The FFT has been contacted for comment.

Murray also highlighted his unhappiness with the hotel that doubles players are required to stay in as part of coronavirus protocols, describing it on Twitter as "absolute toilet".

After a first-round victory with Brazilian partner Bruno Soares over British pair Dominic Inglot and Luke Bambridge, Murray said: "If this was normal times and you could choose your hotel, no-one's staying at that hotel. I get that you can't stay at the Ritz with 500 people but, for me, it's not a great set-up."

Murray and Soares won two grand slam titles together in 2016 and reunited at the start of this season after a year and a half apart.

Jamie Murray highlighted the prize money discrepancy on Instagram
Jamie Murray highlighted the prize money discrepancy on social media (Jamie Murray/Instagram)

They made a brilliant start, winning their first tournament back together in Melbourne in February and then reaching the semi-finals of the Australian Open, but they had won only two of six matches since prior to Tuesday's victory.
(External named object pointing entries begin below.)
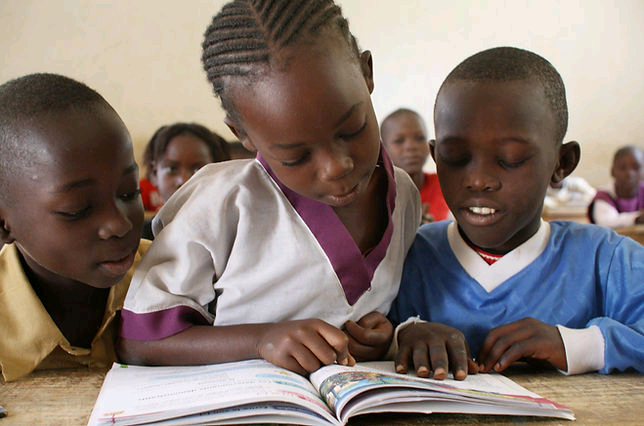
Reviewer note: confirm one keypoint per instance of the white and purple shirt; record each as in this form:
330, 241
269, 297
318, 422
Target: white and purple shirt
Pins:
235, 246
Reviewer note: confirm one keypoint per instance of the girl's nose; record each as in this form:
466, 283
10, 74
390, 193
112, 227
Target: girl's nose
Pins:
336, 165
183, 176
115, 223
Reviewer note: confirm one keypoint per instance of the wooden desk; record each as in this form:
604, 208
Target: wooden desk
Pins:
66, 397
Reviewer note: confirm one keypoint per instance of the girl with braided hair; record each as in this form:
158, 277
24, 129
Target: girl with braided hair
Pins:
294, 256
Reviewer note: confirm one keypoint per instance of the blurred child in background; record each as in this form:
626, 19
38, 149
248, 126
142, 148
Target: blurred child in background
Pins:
404, 135
622, 203
173, 154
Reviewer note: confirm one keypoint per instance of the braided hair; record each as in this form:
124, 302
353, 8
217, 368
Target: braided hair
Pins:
244, 37
511, 64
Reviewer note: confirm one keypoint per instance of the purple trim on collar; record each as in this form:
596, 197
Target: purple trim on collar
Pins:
354, 270
159, 324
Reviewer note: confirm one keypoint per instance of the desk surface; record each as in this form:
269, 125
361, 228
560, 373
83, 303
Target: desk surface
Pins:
66, 397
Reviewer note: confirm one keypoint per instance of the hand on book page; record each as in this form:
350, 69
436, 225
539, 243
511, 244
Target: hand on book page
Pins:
304, 346
433, 347
370, 337
528, 339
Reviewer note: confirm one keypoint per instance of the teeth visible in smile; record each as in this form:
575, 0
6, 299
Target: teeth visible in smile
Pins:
482, 210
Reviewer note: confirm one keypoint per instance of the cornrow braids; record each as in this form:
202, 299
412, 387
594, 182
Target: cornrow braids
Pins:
511, 64
244, 37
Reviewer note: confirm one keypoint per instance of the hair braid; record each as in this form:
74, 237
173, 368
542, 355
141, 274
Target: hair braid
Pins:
243, 38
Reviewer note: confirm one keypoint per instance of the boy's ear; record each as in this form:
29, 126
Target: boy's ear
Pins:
569, 155
5, 233
366, 65
239, 133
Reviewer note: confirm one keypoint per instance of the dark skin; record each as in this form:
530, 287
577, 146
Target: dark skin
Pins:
76, 216
405, 137
496, 153
627, 171
314, 124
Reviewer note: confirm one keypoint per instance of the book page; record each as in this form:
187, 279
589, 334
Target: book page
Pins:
367, 387
135, 394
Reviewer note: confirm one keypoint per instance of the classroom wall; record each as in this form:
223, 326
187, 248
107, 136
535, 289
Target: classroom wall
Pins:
144, 57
Murray admitted he has struggled with life stuck in sterile bubbles, which will continue when he goes home for the grass-court season despite living five minutes from Wimbledon.
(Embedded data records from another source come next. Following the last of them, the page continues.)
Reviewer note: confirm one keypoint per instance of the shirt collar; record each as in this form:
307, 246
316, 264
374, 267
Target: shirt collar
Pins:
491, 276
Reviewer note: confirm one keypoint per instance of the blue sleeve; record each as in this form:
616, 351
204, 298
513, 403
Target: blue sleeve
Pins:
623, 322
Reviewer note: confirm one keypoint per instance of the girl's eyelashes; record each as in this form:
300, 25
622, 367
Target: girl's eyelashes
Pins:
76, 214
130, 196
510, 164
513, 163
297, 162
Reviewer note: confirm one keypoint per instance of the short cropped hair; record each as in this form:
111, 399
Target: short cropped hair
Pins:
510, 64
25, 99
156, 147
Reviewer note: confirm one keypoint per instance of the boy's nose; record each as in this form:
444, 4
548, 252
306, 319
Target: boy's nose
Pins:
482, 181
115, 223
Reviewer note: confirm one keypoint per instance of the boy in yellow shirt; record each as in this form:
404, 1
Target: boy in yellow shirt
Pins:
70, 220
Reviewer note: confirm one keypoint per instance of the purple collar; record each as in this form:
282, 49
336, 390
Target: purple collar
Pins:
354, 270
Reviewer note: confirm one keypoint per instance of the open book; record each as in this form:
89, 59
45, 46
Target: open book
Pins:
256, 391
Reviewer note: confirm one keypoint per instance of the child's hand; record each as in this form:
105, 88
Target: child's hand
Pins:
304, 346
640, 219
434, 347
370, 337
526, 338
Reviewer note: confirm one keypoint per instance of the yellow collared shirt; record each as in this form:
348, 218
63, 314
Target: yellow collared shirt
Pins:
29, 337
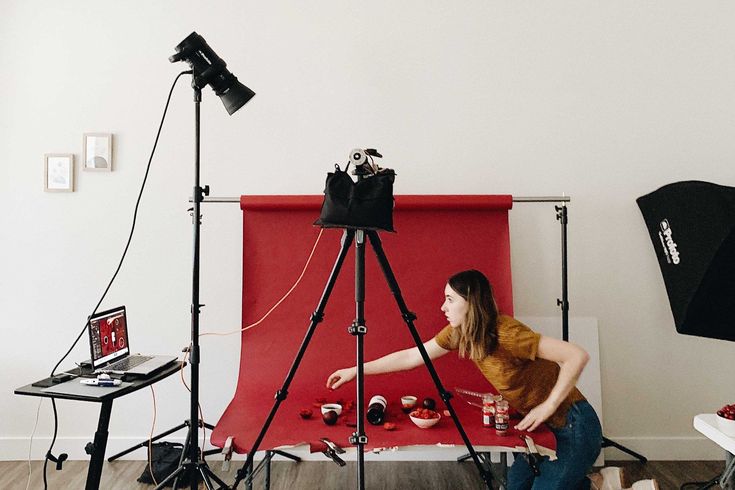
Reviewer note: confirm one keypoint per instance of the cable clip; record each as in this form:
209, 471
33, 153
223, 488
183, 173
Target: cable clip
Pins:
59, 461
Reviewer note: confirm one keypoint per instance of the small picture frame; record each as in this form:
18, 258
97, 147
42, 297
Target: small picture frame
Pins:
58, 172
97, 152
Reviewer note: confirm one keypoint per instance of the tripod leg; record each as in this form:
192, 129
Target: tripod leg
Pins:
359, 330
409, 317
213, 476
607, 443
316, 318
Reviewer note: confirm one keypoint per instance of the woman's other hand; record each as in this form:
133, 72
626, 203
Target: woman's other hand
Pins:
537, 416
340, 377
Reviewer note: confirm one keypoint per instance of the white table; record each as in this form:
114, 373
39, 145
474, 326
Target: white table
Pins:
706, 423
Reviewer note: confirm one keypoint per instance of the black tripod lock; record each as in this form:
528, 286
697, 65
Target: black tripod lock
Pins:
358, 330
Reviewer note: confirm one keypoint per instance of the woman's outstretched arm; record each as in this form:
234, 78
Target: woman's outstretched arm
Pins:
401, 360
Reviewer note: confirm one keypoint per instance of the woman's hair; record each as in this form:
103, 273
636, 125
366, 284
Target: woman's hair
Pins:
478, 334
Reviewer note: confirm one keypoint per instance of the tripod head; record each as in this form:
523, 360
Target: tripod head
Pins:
363, 162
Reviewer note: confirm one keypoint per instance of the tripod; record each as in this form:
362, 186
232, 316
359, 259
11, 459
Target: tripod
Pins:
358, 330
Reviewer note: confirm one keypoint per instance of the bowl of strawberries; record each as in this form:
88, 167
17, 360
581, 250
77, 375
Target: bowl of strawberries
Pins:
424, 418
726, 420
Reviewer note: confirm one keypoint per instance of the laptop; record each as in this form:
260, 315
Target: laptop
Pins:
108, 342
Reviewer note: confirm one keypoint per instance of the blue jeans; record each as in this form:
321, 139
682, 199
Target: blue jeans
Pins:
578, 444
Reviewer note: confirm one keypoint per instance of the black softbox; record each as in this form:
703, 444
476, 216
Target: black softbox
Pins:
692, 228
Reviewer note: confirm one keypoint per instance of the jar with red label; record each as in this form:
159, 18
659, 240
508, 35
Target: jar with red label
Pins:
488, 411
501, 417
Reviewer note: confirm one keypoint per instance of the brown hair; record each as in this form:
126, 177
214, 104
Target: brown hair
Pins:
478, 334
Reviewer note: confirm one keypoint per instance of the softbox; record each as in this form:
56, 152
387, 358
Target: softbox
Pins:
692, 228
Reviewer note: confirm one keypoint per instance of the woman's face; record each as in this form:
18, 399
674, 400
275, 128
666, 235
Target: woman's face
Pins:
454, 307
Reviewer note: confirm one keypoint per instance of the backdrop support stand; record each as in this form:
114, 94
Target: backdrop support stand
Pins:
562, 217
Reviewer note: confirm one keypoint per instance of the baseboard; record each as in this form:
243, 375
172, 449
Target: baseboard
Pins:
666, 449
653, 448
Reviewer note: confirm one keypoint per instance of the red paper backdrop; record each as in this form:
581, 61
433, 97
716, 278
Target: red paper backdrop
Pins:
436, 237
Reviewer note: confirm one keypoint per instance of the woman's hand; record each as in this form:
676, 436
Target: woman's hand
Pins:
340, 377
537, 416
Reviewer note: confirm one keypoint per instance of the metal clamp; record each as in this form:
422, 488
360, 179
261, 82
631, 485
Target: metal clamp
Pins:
355, 439
332, 451
357, 329
534, 458
227, 451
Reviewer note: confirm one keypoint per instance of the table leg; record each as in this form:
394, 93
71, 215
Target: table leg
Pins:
97, 456
727, 481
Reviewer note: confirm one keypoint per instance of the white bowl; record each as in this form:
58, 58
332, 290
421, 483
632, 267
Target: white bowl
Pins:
425, 423
727, 426
335, 407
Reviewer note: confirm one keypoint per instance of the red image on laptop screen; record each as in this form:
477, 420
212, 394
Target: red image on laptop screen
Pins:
108, 336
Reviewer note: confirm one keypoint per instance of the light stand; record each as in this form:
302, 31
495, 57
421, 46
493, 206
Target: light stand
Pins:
207, 69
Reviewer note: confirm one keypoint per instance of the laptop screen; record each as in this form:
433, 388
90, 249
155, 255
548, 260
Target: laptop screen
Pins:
108, 336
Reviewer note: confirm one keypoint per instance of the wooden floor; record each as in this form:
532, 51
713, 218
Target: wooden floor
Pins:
121, 475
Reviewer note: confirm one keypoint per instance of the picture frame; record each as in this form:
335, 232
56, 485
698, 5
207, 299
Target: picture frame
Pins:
58, 172
97, 155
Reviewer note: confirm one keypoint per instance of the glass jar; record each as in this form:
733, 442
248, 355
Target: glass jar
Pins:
488, 411
501, 417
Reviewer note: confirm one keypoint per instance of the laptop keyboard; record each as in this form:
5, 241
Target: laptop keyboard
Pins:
128, 363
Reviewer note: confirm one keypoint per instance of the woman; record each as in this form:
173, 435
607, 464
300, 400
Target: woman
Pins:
536, 374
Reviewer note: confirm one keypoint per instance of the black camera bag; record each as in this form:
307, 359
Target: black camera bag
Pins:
365, 204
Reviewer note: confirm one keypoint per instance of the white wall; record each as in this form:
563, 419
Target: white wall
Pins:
603, 101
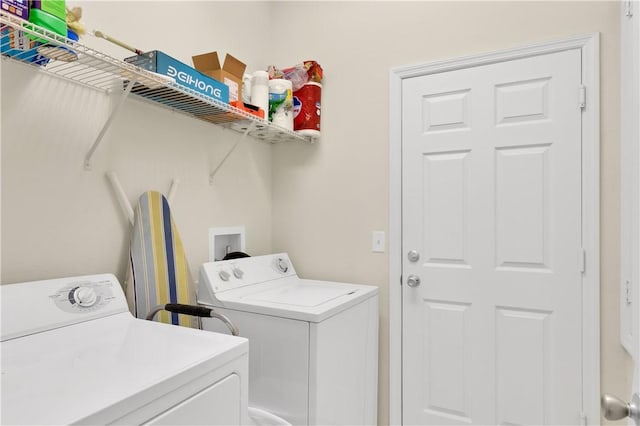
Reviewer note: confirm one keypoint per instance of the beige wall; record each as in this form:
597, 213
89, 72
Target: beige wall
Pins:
329, 197
318, 202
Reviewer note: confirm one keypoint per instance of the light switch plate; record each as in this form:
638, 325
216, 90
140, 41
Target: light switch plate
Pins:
377, 241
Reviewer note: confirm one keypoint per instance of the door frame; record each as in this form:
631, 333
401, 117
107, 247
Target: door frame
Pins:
589, 45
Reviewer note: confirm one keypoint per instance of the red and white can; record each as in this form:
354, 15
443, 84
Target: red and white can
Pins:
306, 109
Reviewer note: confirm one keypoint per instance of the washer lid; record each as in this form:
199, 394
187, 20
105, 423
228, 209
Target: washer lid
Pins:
308, 295
98, 371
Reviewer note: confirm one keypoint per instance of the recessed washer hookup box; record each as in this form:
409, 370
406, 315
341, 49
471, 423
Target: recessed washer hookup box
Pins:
161, 63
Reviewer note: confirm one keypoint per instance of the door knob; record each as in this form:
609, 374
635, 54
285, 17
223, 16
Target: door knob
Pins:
615, 409
413, 256
413, 281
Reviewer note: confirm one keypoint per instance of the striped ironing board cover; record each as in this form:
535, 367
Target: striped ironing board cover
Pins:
158, 268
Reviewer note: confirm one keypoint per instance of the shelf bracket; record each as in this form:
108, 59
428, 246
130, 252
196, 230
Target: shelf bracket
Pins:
235, 145
107, 124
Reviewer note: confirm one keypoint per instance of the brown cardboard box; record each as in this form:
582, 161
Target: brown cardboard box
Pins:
230, 73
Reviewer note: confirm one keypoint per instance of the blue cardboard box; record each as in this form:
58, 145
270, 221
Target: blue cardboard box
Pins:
161, 63
18, 44
19, 8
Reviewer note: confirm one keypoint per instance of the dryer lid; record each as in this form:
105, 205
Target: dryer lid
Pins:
308, 295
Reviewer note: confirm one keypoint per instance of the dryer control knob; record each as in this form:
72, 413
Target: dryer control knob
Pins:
238, 273
85, 296
282, 265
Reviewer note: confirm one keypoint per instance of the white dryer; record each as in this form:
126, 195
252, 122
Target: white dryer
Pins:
313, 345
72, 353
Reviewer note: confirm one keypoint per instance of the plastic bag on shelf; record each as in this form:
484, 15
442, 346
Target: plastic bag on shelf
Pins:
299, 74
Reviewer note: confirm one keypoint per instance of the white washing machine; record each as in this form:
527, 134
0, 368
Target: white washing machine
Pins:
72, 353
313, 345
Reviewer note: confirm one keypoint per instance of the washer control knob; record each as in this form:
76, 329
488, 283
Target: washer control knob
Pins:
238, 273
85, 296
282, 265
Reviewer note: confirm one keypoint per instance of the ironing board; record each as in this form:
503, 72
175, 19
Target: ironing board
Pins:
158, 268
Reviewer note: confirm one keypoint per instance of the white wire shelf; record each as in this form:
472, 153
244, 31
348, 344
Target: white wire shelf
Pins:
83, 65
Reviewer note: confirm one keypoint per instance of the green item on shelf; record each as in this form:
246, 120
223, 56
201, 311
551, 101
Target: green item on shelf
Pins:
56, 8
48, 22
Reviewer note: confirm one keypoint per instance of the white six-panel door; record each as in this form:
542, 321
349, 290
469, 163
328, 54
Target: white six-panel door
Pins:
491, 203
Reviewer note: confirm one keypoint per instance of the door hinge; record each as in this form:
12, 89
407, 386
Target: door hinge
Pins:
583, 419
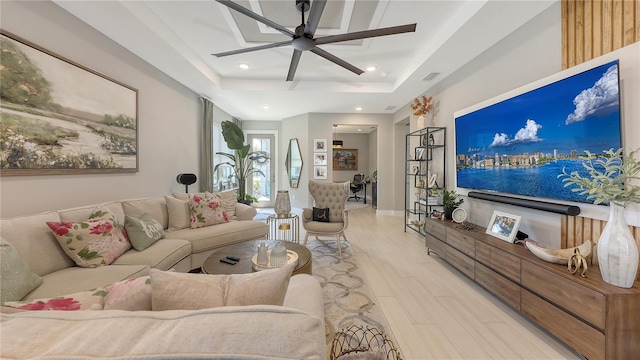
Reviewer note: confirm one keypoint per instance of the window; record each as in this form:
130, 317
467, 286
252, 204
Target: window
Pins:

"I'm doing better than Bruno," he said. "It's just been going on so long now and it's just frustrating. You can't get away from it. You play your match and you go back to the hotel and you just sit there and stare at the walls and think about the match because there's nothing else to do.

"You can't go for dinner with your friends. You can't fly home normally because it's just difficult to fly, it's bloody expensive to go home now because you have got to pay for Covid tests.
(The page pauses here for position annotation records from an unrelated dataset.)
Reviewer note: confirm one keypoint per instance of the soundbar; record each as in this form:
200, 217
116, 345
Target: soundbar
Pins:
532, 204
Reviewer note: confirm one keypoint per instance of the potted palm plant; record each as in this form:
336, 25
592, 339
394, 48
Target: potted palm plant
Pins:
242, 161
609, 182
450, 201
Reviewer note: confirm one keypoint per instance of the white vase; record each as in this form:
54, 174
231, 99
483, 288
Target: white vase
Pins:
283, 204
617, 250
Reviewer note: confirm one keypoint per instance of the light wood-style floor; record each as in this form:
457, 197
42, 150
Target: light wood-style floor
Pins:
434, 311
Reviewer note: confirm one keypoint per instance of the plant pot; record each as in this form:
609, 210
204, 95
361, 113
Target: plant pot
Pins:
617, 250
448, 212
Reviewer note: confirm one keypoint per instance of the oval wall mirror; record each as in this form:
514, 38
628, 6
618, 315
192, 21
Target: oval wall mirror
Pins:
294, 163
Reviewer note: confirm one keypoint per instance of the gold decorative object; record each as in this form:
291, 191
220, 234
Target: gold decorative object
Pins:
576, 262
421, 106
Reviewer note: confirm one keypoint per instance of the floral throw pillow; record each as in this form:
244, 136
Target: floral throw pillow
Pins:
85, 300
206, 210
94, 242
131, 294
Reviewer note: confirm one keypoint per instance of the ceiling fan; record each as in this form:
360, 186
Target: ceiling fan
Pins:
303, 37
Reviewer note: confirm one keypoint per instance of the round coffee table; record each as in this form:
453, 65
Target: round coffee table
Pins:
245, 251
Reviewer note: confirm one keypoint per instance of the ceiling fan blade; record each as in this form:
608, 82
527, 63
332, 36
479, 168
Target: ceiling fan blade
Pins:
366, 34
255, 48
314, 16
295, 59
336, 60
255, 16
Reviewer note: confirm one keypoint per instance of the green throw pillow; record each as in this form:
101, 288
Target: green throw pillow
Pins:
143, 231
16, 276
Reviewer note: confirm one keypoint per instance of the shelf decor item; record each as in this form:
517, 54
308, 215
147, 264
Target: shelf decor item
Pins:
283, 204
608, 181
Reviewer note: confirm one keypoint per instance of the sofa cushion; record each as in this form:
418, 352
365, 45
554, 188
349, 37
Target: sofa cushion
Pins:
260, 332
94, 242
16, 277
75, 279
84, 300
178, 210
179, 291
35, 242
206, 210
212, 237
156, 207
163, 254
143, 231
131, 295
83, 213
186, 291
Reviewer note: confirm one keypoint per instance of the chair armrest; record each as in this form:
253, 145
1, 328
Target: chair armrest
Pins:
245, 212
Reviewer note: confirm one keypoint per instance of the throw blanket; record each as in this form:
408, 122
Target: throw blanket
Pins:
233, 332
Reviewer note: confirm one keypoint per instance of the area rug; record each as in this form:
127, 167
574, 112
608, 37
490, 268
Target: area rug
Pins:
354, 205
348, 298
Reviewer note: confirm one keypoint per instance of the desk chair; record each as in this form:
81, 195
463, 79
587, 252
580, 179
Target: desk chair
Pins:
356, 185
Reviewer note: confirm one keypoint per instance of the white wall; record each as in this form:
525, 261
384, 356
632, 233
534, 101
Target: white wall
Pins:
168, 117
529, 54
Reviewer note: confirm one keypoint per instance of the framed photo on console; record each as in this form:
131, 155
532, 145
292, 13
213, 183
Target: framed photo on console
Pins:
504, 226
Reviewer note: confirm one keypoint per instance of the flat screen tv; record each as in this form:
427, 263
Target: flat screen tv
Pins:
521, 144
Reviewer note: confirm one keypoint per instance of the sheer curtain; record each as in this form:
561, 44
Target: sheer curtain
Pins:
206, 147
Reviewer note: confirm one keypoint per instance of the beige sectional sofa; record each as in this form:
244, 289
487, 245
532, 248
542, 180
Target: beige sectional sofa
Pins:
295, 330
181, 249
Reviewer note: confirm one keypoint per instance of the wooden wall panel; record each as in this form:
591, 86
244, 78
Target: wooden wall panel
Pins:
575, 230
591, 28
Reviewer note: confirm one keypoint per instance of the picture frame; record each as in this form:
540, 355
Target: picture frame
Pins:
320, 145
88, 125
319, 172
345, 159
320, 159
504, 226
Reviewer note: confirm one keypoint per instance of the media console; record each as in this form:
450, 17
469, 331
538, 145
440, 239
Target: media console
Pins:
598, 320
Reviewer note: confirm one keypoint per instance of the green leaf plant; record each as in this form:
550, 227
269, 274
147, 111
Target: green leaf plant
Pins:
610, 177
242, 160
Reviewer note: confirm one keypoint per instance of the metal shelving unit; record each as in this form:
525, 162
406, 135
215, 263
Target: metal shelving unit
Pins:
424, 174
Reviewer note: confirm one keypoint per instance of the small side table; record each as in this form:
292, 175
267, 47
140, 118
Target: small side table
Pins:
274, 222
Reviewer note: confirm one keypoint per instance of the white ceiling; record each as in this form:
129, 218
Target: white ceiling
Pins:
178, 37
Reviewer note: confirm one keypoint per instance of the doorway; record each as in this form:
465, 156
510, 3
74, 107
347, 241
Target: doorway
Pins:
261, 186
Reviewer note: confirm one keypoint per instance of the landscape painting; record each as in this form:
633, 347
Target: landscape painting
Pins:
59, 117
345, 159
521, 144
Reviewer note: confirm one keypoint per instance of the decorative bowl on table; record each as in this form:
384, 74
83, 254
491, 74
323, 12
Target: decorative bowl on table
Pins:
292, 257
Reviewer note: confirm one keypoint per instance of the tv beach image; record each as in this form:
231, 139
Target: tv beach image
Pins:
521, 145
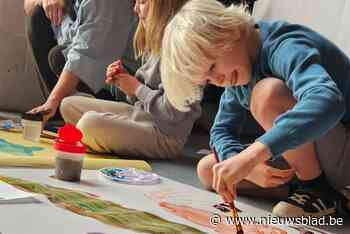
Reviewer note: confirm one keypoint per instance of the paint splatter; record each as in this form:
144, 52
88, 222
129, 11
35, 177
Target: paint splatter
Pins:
17, 150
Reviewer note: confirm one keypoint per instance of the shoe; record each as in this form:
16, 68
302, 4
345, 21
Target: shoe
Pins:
305, 203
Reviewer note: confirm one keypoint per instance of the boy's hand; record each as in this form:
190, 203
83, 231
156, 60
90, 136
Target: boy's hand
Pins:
227, 174
116, 74
268, 177
125, 82
54, 10
49, 108
114, 69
"It's not been that much fun recently but it's obviously harder if you lose and you're not winning matches, which I haven't been doing."

Murray is also frustrated by Government restrictions that will keep Wimbledon jumping through coronavirus hoops despite the possibility that all limits on social contact in England could have been lifted.

"I'll be fully vaccinated by then," he said. "Where's the pay-off for getting vaccinated? I don't see it. But I also don't see it for the country in a way, because it's like, 'You have to get vaccinated, you have to get vaccinated, you have to get vaccinated, the country needs you to do it'.

"So why aren't these people rewarded by being allowed to go to Wimbledon? And not even just for Wimbledon, all the events in the summer, concerts, the Euros – let's see Scotland against England with a full house."

Murray was relieved to get through the first round in Paris and hopes that could herald better times ahead.

He said: "We're still alive. I still think we're a great team, we're playing well, we're competing hard. I still believe we can go and have a good tournament here even though we didn't have a good clay season until this point. The past is the past."